グラデーションはDTPの世界でもよく使われてきたデザイン表現です。
古くからのポスターや雑誌などでも多用されていて、なじみ深いものでもありますよね。
しかしその分、色の選択や使い方によっては、逆に古い雰囲気になってしまうことも…。
かっこいいグラデーション表現に憧れはあるものの、どう使えば効果的にサイトをブラッシュアップさせる要素として
取り入れることができるのか。
グラデーションが生み出す効果や、使用時の注意点について考えてみました。
そもそもグラデーションとは
グラデーションは、2色以上の色を使ったカラー表現です。単色と違って様々なカラーパターンの表現が可能になります。

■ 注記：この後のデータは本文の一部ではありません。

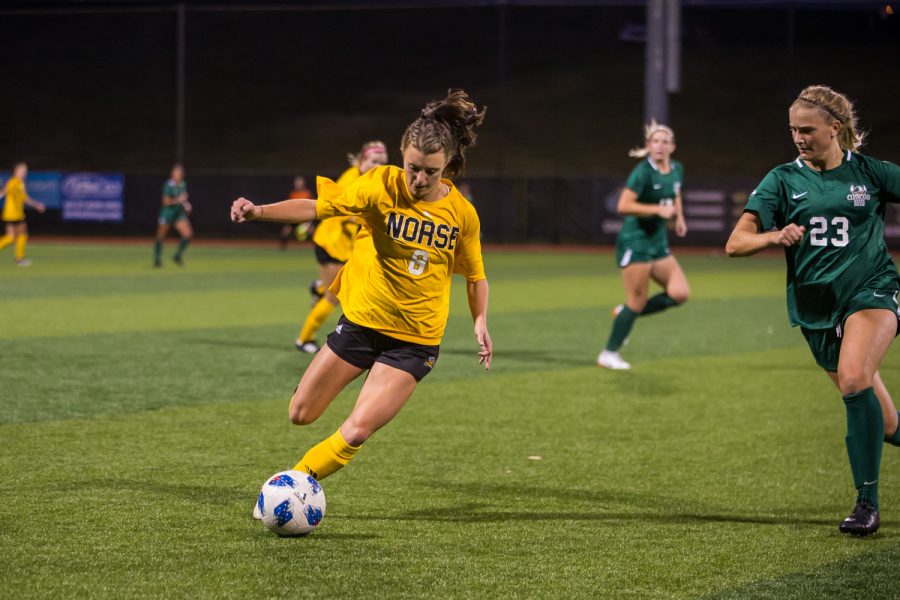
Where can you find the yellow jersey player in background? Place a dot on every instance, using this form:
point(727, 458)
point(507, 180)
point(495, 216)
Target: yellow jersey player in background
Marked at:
point(333, 243)
point(14, 213)
point(395, 289)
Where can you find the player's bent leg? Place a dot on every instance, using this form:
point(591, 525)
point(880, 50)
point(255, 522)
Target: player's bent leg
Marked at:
point(384, 393)
point(323, 380)
point(867, 336)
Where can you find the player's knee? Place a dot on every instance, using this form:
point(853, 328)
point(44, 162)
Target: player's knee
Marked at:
point(853, 380)
point(354, 432)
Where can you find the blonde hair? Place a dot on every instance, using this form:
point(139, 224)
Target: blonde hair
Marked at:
point(649, 129)
point(447, 125)
point(835, 107)
point(356, 159)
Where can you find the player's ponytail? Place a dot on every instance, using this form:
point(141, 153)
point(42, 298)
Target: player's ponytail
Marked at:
point(447, 125)
point(649, 129)
point(835, 107)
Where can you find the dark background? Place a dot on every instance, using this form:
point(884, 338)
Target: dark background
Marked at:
point(289, 88)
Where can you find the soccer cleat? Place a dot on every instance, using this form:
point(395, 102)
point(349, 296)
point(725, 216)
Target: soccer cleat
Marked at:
point(310, 347)
point(862, 521)
point(612, 360)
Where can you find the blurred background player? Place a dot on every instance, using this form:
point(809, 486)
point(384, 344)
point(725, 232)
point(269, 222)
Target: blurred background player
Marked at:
point(333, 242)
point(175, 210)
point(14, 213)
point(827, 210)
point(300, 191)
point(651, 197)
point(395, 291)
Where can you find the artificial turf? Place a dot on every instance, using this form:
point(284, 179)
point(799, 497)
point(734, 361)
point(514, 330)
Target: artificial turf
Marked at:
point(141, 409)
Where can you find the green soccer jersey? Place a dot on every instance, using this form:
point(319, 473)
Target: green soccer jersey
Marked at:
point(173, 190)
point(651, 187)
point(843, 250)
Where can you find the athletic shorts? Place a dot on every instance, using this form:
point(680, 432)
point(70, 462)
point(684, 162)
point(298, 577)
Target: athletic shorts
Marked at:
point(171, 214)
point(363, 347)
point(323, 258)
point(825, 344)
point(641, 249)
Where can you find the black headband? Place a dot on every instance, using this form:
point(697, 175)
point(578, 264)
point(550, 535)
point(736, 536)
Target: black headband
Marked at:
point(823, 107)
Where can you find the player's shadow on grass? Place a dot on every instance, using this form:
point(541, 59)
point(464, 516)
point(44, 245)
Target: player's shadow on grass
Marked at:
point(472, 513)
point(527, 356)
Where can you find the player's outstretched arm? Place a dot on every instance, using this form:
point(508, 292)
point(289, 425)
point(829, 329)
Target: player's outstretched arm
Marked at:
point(746, 239)
point(478, 298)
point(288, 211)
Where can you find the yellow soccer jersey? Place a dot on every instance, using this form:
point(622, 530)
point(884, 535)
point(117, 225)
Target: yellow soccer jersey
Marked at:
point(336, 235)
point(398, 280)
point(14, 208)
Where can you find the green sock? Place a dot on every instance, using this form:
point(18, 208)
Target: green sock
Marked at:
point(894, 440)
point(659, 302)
point(621, 328)
point(865, 439)
point(181, 246)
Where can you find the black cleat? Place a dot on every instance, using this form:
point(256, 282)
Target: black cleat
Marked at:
point(862, 521)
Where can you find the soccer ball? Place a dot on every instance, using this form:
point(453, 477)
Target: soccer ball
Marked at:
point(291, 503)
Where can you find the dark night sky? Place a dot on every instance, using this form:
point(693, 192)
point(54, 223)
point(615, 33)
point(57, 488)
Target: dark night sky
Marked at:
point(278, 91)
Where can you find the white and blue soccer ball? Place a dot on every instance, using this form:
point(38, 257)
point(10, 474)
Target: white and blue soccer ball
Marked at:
point(291, 503)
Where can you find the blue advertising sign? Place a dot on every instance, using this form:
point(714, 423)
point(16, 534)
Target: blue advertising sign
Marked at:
point(43, 186)
point(93, 197)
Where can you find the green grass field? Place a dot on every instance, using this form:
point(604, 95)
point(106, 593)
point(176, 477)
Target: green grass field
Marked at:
point(141, 409)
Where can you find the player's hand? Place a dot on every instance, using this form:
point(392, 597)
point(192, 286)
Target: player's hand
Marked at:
point(790, 235)
point(666, 212)
point(484, 340)
point(244, 210)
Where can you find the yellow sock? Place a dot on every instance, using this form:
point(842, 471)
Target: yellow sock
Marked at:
point(327, 456)
point(314, 320)
point(21, 242)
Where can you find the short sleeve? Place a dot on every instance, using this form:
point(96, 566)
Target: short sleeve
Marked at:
point(637, 180)
point(468, 261)
point(766, 202)
point(889, 179)
point(336, 200)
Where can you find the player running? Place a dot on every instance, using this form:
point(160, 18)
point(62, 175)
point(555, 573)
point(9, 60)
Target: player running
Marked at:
point(14, 213)
point(652, 196)
point(333, 243)
point(395, 291)
point(826, 208)
point(175, 210)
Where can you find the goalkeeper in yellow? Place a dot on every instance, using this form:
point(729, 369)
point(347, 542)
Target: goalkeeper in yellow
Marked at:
point(395, 290)
point(14, 213)
point(333, 243)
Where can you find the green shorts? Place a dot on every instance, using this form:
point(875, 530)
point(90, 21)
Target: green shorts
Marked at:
point(172, 214)
point(825, 344)
point(637, 249)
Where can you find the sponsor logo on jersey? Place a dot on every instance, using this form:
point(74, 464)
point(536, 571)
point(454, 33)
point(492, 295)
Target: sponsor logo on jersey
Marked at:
point(858, 195)
point(411, 229)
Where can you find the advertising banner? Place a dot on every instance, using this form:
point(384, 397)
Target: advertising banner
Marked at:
point(93, 197)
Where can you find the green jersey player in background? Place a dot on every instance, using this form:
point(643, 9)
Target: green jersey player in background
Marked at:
point(174, 211)
point(827, 210)
point(652, 196)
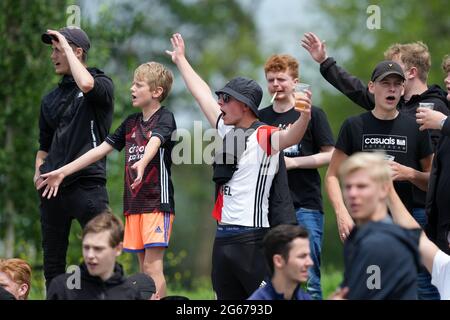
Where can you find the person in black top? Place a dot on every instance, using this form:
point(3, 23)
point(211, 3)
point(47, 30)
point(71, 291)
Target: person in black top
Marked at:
point(408, 151)
point(381, 259)
point(286, 248)
point(313, 151)
point(99, 277)
point(438, 201)
point(74, 118)
point(415, 60)
point(148, 198)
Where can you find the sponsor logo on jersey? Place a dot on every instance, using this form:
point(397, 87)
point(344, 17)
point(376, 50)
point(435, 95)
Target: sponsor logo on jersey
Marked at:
point(371, 142)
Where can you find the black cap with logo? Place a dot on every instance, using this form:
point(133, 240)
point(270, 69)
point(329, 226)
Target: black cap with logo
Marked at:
point(245, 90)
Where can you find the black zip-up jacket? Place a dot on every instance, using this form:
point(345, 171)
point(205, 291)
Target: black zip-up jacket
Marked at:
point(438, 202)
point(358, 92)
point(92, 288)
point(71, 123)
point(385, 251)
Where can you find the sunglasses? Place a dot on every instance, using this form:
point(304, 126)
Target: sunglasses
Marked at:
point(225, 97)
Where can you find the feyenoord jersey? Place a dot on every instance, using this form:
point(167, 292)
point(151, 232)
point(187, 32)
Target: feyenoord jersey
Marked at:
point(155, 193)
point(244, 199)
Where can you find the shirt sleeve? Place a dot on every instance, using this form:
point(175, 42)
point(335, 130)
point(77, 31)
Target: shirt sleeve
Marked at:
point(45, 133)
point(118, 138)
point(165, 127)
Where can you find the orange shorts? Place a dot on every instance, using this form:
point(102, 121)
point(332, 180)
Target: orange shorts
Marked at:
point(147, 230)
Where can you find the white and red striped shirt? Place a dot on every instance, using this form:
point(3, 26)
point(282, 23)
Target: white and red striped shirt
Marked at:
point(244, 199)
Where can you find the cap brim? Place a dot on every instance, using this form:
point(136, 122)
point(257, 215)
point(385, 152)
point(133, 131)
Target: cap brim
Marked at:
point(388, 73)
point(46, 38)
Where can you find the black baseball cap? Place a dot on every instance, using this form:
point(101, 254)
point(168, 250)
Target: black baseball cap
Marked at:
point(142, 283)
point(74, 35)
point(385, 68)
point(244, 90)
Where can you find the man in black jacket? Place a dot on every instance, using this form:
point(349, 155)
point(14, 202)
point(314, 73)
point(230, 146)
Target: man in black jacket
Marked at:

色の組み合わせによって明るい部分と暗い部分を作理、光と影といった自然な立体感も表現できます。
現実世界では、単色だけで構成されているものはありません。すべてのものには光と陰による陰影表現がかかっています。
その為webサイトや紙といった平面状のコンテンツの要素にグラデーションを用いることで、画面にリズムや動きが生まれ、閲覧者によりナチュラルな印象を与えることが可能になります。
グラデーションが生み出す効果
・単色では表現できない多彩な色表現
複数の色を使ってのカラフルなビジュアル作成が可能という点は、グラデーションならではの強みです。
背景に濃いカラーを使用する場合、単色だと色の印象が少し重く感じ、ストレスに感じることがあります。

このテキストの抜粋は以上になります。